Creating Cleveland jobs
First Necessity came together when Jim, who is also a lawyer representing businesses in the medical marijuana industry, decided he and his law partner wanted to get involved in the industry themselves. At the same time, Chad Zumkehr was interested in jumping into cannabis too, hoping to use his expertise as the president of a manufacturing business to help create some kind of patch for the skin.
Before the Farm Bill legalized hemp in 2018 and Ohio’s Hemp Program in 2019, both men thought they’d have to go out of state to get the business started. Zumkehr says he was looking to partner with companies in Colorado when Ohio’s program made it possible to stay in state.
“We didn’t want to leave the state,” said Ickes. “We’re all Ohio through and through for the most part so the timing worked out that we didn’t have to go anywhere.”
Instead, Zumkehr and Ickes are now gearing up to produce the First Necessity patches in Cleveland. Zumkehr says he has plans to build out a 2,500 square feet clean room so that the operation can have the capacity to make thousands of patches a day and open the space up to other hemp entrepreneurs.
“Why not create jobs and make the patch right here,” said Zumkehr. “Our hope is that this is going be something that can really create some jobs.”
Eventually, Zumkehr says they’ll seek FDA approval for their operation once the FDA is willing to give it.
How it works
Limited research on cannabis, because it was illegal in the United States for so long, means that researchers like Dr. Anthony Giovengo are often learning new things about the plant while they formulate products that can use it.

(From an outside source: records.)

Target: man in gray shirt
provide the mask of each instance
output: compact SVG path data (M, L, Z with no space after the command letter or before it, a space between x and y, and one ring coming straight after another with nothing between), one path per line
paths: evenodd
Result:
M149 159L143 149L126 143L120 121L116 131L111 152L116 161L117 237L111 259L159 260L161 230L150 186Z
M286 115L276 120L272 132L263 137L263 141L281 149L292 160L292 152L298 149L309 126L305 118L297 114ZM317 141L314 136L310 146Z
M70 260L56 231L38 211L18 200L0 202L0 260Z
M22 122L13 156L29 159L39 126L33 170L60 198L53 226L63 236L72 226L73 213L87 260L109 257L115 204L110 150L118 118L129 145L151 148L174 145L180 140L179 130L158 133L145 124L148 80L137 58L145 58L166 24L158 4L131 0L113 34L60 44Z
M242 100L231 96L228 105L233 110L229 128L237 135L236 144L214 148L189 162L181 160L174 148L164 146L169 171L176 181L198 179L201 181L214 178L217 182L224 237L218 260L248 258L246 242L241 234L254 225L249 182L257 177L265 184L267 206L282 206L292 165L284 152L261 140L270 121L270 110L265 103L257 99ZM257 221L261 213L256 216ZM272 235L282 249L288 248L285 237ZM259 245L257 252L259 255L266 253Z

“It is the ultimate wildcard because we have anecdotal evidence of it, more or less, doing anything you can imagine but because of the high barriers to scientific research, it hasn’t been vetted as rigorously as turmeric, curcumen, witch hazel, anything like that,” said Giovengo.
Giovenco is a biochemist who studied natural products, making hemp research a natural transition. He says the product works well as a topical because human skin is a combination of oil and water, allowing hemp into the body in a way that isn’t as easy with other products.
“It is an ideal platform for this ideal compound,” said Giovengo. “Less of it goes a longer way, and it does so with fewer side effects, and it’s more potent."
Behind the name
Ickes says the business is named “First Necessity” because of a quote about hemp often tied to Founding Father Thomas Jefferson: “Hemp is of first necessity to the wealth and protection of the country.”
He also admits the quote is likely misattributed. The Pointer Institute’s PolitiFact says the quote is actually from Gouverneur Morris, a less-well-known founding father who actually wrote, “A Fact well established in the System of Agriculture is that the best Hemp and the best Tobacco grow on the same Kind of Soil. The former Article is of first Necessity to the Commerce and Marine in other Words to the Wealth and Protection of the Country."
Still, Ickes points out that the quote highlights the prominent role hemp played in the United States around the time the nation was created.